Took me a while to find what suits me … I downloaded the DIVX codec (free) ver 6.8.5 and use that set to high quality … but quality is adjustable if you need smaller files (larger the target quantizer value the lower the quality)
video >compression> DIVX 6.8.5(2 logical cpu)>configure>target quantizer.
I also installed the LAME3 audio codec (free) as then that allows me to get optimum MP3 compression.
Audio > compression > LAME3> 128kb ABR Stereo
Though you could select much lower audio quality, the above is CD quality.
Once you have the settings the way you want then … save them – File > Save Processing Settings
Then each time you rum up VirtualDub first step is to load settings and then all your setup is done for you.
File > Load Processing settings.
This also loads any filter settings …
so I have different settings files saved for different jobs.
Hi, thanks for the free image resizing program, however, I tried it but it didn’t work! I resized it down to 50%, but the file size was bigger than the original one. What can I do?

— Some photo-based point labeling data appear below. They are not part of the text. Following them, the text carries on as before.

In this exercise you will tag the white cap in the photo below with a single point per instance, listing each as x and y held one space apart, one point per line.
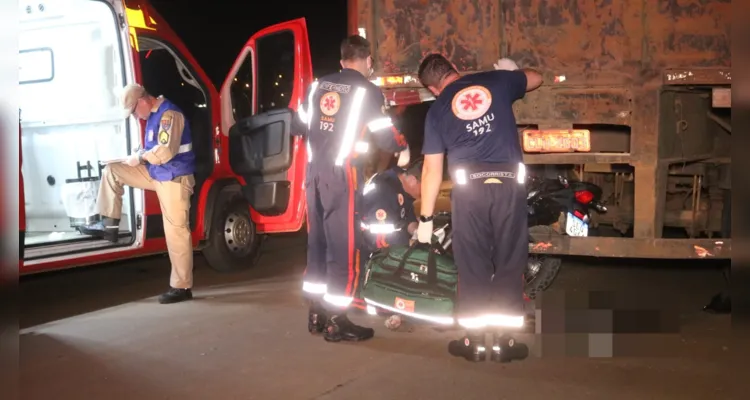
130 95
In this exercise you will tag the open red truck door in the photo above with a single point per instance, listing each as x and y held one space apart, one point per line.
258 102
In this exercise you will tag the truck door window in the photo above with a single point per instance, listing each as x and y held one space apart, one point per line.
275 70
242 90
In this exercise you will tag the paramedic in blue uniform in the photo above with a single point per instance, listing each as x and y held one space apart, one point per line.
388 217
343 115
472 120
165 165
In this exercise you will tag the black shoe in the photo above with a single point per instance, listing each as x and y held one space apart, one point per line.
316 319
472 347
719 304
107 228
505 349
176 296
339 327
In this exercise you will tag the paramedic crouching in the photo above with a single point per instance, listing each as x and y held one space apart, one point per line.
166 166
472 119
388 217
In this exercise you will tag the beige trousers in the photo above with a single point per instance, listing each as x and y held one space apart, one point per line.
174 199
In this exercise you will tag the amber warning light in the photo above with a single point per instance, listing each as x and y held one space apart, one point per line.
556 141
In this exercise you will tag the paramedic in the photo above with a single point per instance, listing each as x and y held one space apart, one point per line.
472 119
388 217
165 165
341 114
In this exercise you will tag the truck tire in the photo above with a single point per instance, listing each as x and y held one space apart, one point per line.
233 242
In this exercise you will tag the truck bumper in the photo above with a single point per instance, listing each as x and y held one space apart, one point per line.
630 247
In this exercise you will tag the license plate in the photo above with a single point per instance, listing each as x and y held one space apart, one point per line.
574 226
557 141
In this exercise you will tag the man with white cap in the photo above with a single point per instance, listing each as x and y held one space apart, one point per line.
165 165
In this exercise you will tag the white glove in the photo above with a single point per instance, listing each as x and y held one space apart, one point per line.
403 157
506 64
133 160
440 234
424 232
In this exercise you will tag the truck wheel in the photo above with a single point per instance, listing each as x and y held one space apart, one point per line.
541 271
233 243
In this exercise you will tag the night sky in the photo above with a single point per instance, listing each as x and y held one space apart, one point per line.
215 32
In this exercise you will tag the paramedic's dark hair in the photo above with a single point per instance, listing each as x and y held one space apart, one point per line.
355 47
433 69
415 169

Thanks
>”Rick said on : November 25th, 2009 at 3:46 am
Tips …. I made a comment in #2 about saved files being larger.
The answ correctly pointed out was to use compression.
>
i tried to resize the video using 50% ratio…the video is resize to half the quality, but the file size is 5 times bigger then the original video..
what am I doing wrong?
I follow the instruction step by step….
You are not following the steps explained … I’ll go through them one at a time …. load file, do what you want to manipulate the file … then you need to set Video compression … or it will use uncompressed, select a codec …i.e for DivX
video / compression / divx 6.8.5
now set quality … click about then set quality 0 to 10
Then quantizer … higher number = lower quality (more compression)
Now set Audio codec
I have installed the free (and best around) LAME MP3 codec
so I use following steps:
First set compression …. Audio / full processing mode
then choose codec
Audio / Compression / LAME MP3
Then form right hand window select bit rate, I want high quality so I select:
1600Hz, 128kbs, ABR stereo, 16 kbs
Now you have set the output settings, you need to save the file with these settings applied … so you use File / save as AVI (or press F7)
Having tweaked and got the settings to what you want … including any filters applied … you can save all these settings as a single profile:
File / Save Processing Settings
Then next time when you want to do the same start VirtualDub and first step after loading file is to load processing settings … saves all the messing about with codecs etc. if you want the same output type each time.
you can of course choose which audio & video codec to use.
I downloaded DivX pro and use that for video and downloaded the LAME codec pack ….
Excelente tutorial I been suffering trying to deal with the overstreched videos, no more ! Thx
I just want to ask if this editing tool can recognize MP4 format?
Thanks for the help! Was looking for a way to resize YouTube videos for a while.